Others wondered what it means for the Episcopal Church to affirm queerness and same-sex marriage while continuing to treat those relationships and families as “other” or “alternative” to a more traditional heteronormative nuclear family? Does the Church know and realize that it upholds opposite sex nuclear families as the ideal or right configuration for relationship and household structure and that households that do not present this way can sometimes feel outside of the prescribed way of being?
I testified on behalf of D073, as a queer person and single parent, who relies on queer platonic partnerships in the form a multi-household co-parenting structure that enables care and coverage of our children, and care and rest for the adults. When I talk about my family, and moreso when I mention my queer platonic partners, I receive a lot of questions, namely, “are you allowed to do that? Is that really your family?” The fact that people feel the need to question of what kinds of families and relationship structures are allowed should at least cause us to slow down and ask ourselves, what is the message we are giving about which relationships and families are acceptable and which are not?
In religious practice and theology, language matters. It shapes our understanding and approach to the world around us and to one another. In what ways do we present, by our language and images, what a “normal” family, household, or relationship is? Are we unintentionally–or intentionally–rendering some households and relationship structures as “alternative” or less desirable or worse, outside of God’s intention for healthy and thriving units?

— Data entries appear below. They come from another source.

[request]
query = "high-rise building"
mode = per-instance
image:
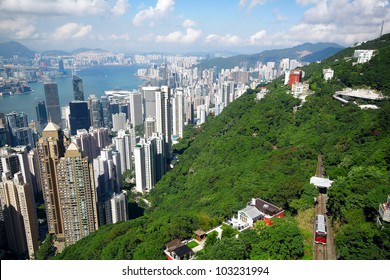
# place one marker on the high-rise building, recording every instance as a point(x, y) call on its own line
point(79, 116)
point(149, 99)
point(78, 88)
point(33, 164)
point(40, 108)
point(95, 108)
point(135, 102)
point(50, 148)
point(119, 122)
point(15, 160)
point(150, 127)
point(150, 162)
point(123, 146)
point(3, 134)
point(106, 111)
point(18, 210)
point(106, 183)
point(164, 116)
point(119, 207)
point(52, 102)
point(77, 195)
point(65, 123)
point(20, 133)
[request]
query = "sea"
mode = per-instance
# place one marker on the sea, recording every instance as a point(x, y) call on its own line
point(95, 80)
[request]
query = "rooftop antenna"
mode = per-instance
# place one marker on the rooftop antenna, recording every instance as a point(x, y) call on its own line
point(74, 70)
point(383, 23)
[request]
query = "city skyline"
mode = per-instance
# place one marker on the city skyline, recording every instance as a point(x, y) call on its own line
point(179, 26)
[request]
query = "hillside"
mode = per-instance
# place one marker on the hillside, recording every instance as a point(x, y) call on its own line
point(9, 49)
point(313, 52)
point(261, 149)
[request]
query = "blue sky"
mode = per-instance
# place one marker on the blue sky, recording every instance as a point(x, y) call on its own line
point(182, 25)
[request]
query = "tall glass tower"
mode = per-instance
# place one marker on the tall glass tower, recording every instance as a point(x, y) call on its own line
point(52, 102)
point(78, 88)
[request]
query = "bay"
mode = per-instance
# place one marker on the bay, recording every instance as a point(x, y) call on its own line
point(95, 79)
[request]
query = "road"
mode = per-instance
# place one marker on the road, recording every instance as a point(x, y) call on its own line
point(324, 251)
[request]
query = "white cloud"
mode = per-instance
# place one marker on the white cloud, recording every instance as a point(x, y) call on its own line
point(162, 8)
point(19, 28)
point(250, 4)
point(226, 40)
point(190, 36)
point(72, 31)
point(120, 7)
point(258, 37)
point(188, 23)
point(306, 2)
point(121, 37)
point(62, 7)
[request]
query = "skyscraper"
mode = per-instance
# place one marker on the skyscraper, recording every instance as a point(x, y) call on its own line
point(51, 148)
point(78, 88)
point(18, 210)
point(123, 146)
point(106, 111)
point(40, 108)
point(178, 114)
point(119, 122)
point(95, 108)
point(150, 127)
point(52, 102)
point(77, 195)
point(79, 116)
point(164, 117)
point(149, 99)
point(135, 103)
point(119, 208)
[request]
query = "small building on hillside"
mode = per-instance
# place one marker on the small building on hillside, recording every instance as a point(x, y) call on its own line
point(328, 74)
point(363, 56)
point(384, 210)
point(256, 210)
point(176, 250)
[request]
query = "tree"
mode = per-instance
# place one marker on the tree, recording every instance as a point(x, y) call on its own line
point(281, 241)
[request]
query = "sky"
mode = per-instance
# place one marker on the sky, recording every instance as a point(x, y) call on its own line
point(245, 26)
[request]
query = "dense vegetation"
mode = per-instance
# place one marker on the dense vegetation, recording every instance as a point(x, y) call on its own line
point(317, 51)
point(264, 149)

Many people reading this article or who read the resolution will say, of course same sex families are not alternative! Of course single parent families are “normal”! Of course it takes a village/community/team to raise children! Those are mostly foregone conclusions now. But D073 points out that our language and approach doesn’t always lend itself to supporting those conclusions. And, eventually, D073 will open dialogue for broader conversations that are not based on foregone conclusions and will present as challenging to some or many within the Church.
When we discuss diversity in household and relationship structure we will have to consider relationship configurations that include more than two people. Dyads are a common romantic relationship configuration but so are triads, tetrads, and other configurations, and the people in those relationships are becoming increasingly more vocal and public in sharing the dynamics of their relationship structure. Will we have the language to welcome these families into our parishes? Will we be able to extend a welcome and a word of love to them, or will they be made to feel that they are excluded from God’s loving embrace? D073 hopes to help us truly reflect the full diversity found in the love and embrace of the household of God.